Of course, postgraduate students may possess strong scientific expertise that apprentices have yet to acquire. However, those with a university education won’t necessarily be equipped with workplace experience. “For example, students at university don’t work in laboratories all the time,” says Hardman. “So when they join us as graduates, we have to teach them lab skills. Yet some of our apprentices who join us after their A Levels go into our labs from day one to work on life-saving medicines. They’re involved in real-life projects at the same time as working towards their degree. It’s a boost for them.”

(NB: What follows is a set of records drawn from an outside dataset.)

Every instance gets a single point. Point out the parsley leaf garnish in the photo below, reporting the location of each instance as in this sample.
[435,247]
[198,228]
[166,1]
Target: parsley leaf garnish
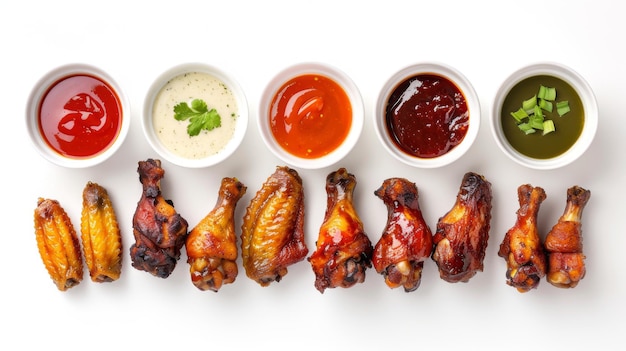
[200,117]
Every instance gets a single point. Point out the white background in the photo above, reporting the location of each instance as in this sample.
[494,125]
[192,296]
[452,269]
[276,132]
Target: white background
[135,41]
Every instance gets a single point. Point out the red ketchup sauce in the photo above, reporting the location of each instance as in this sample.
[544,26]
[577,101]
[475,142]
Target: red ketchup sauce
[310,116]
[80,116]
[427,116]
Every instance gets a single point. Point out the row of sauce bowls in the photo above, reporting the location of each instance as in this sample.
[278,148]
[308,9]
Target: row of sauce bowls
[310,116]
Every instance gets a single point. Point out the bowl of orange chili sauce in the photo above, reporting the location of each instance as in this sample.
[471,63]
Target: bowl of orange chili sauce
[427,115]
[311,115]
[77,116]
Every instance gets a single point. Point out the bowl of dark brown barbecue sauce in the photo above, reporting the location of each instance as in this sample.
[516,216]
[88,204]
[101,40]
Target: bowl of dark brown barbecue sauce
[427,115]
[568,116]
[77,116]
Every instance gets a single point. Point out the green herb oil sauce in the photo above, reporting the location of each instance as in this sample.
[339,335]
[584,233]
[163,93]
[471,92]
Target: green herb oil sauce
[568,127]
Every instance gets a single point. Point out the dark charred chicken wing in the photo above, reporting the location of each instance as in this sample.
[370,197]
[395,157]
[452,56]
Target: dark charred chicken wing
[564,242]
[343,250]
[212,243]
[272,234]
[406,241]
[462,234]
[522,248]
[159,231]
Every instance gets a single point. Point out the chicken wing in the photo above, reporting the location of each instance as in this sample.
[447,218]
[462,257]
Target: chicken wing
[343,250]
[159,231]
[100,234]
[58,244]
[564,242]
[407,240]
[212,243]
[521,247]
[272,233]
[462,234]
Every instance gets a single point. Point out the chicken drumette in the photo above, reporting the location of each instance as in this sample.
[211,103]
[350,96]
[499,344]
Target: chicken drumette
[407,240]
[462,234]
[521,247]
[159,231]
[343,250]
[564,242]
[212,243]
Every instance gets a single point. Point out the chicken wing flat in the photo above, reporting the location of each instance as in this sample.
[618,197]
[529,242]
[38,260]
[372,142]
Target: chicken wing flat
[272,233]
[344,251]
[58,244]
[407,241]
[521,247]
[462,234]
[100,234]
[159,231]
[212,243]
[564,242]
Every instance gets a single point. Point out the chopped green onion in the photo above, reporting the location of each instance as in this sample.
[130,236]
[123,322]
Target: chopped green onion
[519,115]
[545,105]
[562,107]
[526,128]
[548,126]
[529,104]
[547,93]
[530,117]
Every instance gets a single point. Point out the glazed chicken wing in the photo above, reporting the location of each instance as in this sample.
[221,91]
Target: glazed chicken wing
[564,242]
[272,234]
[406,241]
[212,243]
[343,250]
[159,231]
[522,248]
[462,234]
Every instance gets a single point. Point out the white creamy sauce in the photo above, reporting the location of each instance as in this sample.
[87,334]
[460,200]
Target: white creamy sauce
[173,133]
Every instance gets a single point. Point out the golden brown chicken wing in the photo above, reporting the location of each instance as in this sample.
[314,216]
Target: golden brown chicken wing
[58,244]
[406,241]
[272,233]
[521,247]
[462,234]
[343,250]
[564,242]
[100,234]
[212,243]
[159,231]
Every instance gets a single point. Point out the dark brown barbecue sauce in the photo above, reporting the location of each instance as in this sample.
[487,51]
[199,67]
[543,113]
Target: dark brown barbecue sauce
[427,115]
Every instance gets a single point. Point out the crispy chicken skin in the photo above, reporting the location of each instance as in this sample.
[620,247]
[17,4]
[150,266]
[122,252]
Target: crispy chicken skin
[343,250]
[407,241]
[58,244]
[100,234]
[212,243]
[462,234]
[272,233]
[521,247]
[159,231]
[564,242]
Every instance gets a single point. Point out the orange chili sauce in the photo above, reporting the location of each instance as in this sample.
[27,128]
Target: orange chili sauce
[310,116]
[80,116]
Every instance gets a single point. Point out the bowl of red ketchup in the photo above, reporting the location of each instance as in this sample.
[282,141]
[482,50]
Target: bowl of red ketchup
[77,116]
[427,115]
[311,115]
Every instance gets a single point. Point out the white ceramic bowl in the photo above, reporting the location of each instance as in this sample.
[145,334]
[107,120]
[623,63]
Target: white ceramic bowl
[210,158]
[353,93]
[589,104]
[472,103]
[33,115]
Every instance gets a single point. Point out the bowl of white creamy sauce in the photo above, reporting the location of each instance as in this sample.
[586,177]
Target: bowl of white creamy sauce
[218,127]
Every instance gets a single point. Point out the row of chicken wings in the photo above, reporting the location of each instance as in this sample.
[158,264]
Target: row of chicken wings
[273,238]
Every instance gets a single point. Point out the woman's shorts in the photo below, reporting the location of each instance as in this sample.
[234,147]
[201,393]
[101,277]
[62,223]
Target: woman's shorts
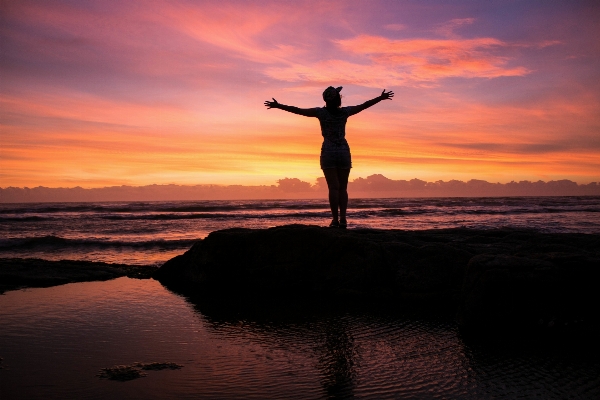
[336,159]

It’s also a boost for the business, notes Hardman. “Apprentices could be working with award-winning scientists and using the latest technology. Plus, they’re often given science projects that we have not yet been able to develop because our long-established workforce has other priorities. That’s a really exciting opportunity for the apprentices — and for us, as a business.”

The biggest mistake that anyone can make is thinking that an apprenticeship is an easy option, warns Hardman. It’s anything but. “We say to those coming for an apprenticeship interview: ‘You’re not choosing a simple route, here. You’ll be typically working four days a week in a team, and we’ll expect you to deliver in that role. At the same time, you’ll also be studying one day a week for a qualification.’ Yet we know that apprenticeships are so rewarding — and a way for people to thrive in their careers.”